My answer is rather complicated but in general it hasn’t changed so originality is not to be expected. To each their own, I say, but here is my opinion as per my own personal experience:
- Parenthood is not rewarding under the cost/benefit framework we normally judge things by, period. I would suspect anyone telling me otherwise the same way I would suspect a used car salesman.
- Personally, since having a child I feel like I've grown decades older.
- Not only isn't child rearing rewarding, it's actually the other way around: your child is triggered, through evolution, to take as much as he/she can out of you [the parent].
- The loving relationship you have with your child can go a long way into compensating for the related losses. That is, when you don't feel like committing murder.
- Our personal experience prior to having a child has been of the “been there, done that” type, which led us to the seemingly inevitable conclusion that the next stage of our lives had to do with bringing a child to this world.
- Once you do have a child, there's no going back. People don't seem to realize that, the way they don't realize just how much your life changes when you have a child. You're no longer the end to all means, you're just the means.
- The experience one seeks when one seeks to have children is similar to any other experience and thus suffers from the reduced marginal benefit syndrome. I therefore don’t see a rational reason for me, under my own personal circumstances, to want a second child (not to mention doing my part for dealing with overpopulation, probably humanity’s biggest current problem).
- I view the child rearing experience as an experience similar to climbing the Everest. While you’re on the climb, you suffer and you hurt and you don’t know why you’re doing it; afterwards, you can marvel at your achievement. Trouble is, with children you keep on climbing for the remainder of your life.
- The best way to survive parenthood is to find the golden path where everyone, baby/child and parents, are happy. Luckily, we are there most of the time; Thursdays seem to be the main exception. An exception which should be worked upon, but if push comes to shove we can probably manage without fully addressing it (as the problem is routine based, and as routines tend to be set in a baby/child’s mind after four or so repetitions, an event that takes place only a week will always be regarded as an exception).

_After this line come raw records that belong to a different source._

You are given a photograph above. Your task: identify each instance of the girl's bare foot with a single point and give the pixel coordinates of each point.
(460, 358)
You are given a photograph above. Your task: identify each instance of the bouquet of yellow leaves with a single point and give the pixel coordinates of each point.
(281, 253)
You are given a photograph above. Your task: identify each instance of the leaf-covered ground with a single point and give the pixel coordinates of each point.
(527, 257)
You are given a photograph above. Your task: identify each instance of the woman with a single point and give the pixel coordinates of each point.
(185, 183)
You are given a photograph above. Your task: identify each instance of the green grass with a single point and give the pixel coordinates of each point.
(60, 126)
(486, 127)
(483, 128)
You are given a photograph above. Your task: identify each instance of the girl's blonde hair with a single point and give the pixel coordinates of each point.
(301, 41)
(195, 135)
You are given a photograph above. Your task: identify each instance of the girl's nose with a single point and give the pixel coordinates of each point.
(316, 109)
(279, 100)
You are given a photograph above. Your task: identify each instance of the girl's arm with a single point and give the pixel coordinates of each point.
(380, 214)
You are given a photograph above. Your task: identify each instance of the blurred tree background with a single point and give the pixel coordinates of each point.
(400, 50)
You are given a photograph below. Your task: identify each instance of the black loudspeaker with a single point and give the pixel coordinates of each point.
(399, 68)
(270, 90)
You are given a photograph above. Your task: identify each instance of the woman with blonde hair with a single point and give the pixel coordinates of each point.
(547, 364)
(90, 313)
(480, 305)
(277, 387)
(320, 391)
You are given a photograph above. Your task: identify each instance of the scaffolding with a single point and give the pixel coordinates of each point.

- After all rational arguments have been raised, one inevitable truth still has to be considered: We are all, each and every one of us, the descendant of a chain of billions of generations of successful ancestors. Successful in the sense that they managed to procreate and leave a descendant behind. Such a heritage cannot be trifled with: procreation is our purpose in life and, like it or not, this is what we are wired to do. Ultimately, it is why the majority of us keeps on acting irrationally and delude themselves to thinking that a child is what they need.
Now, what’s my plan of attack for this Thursday?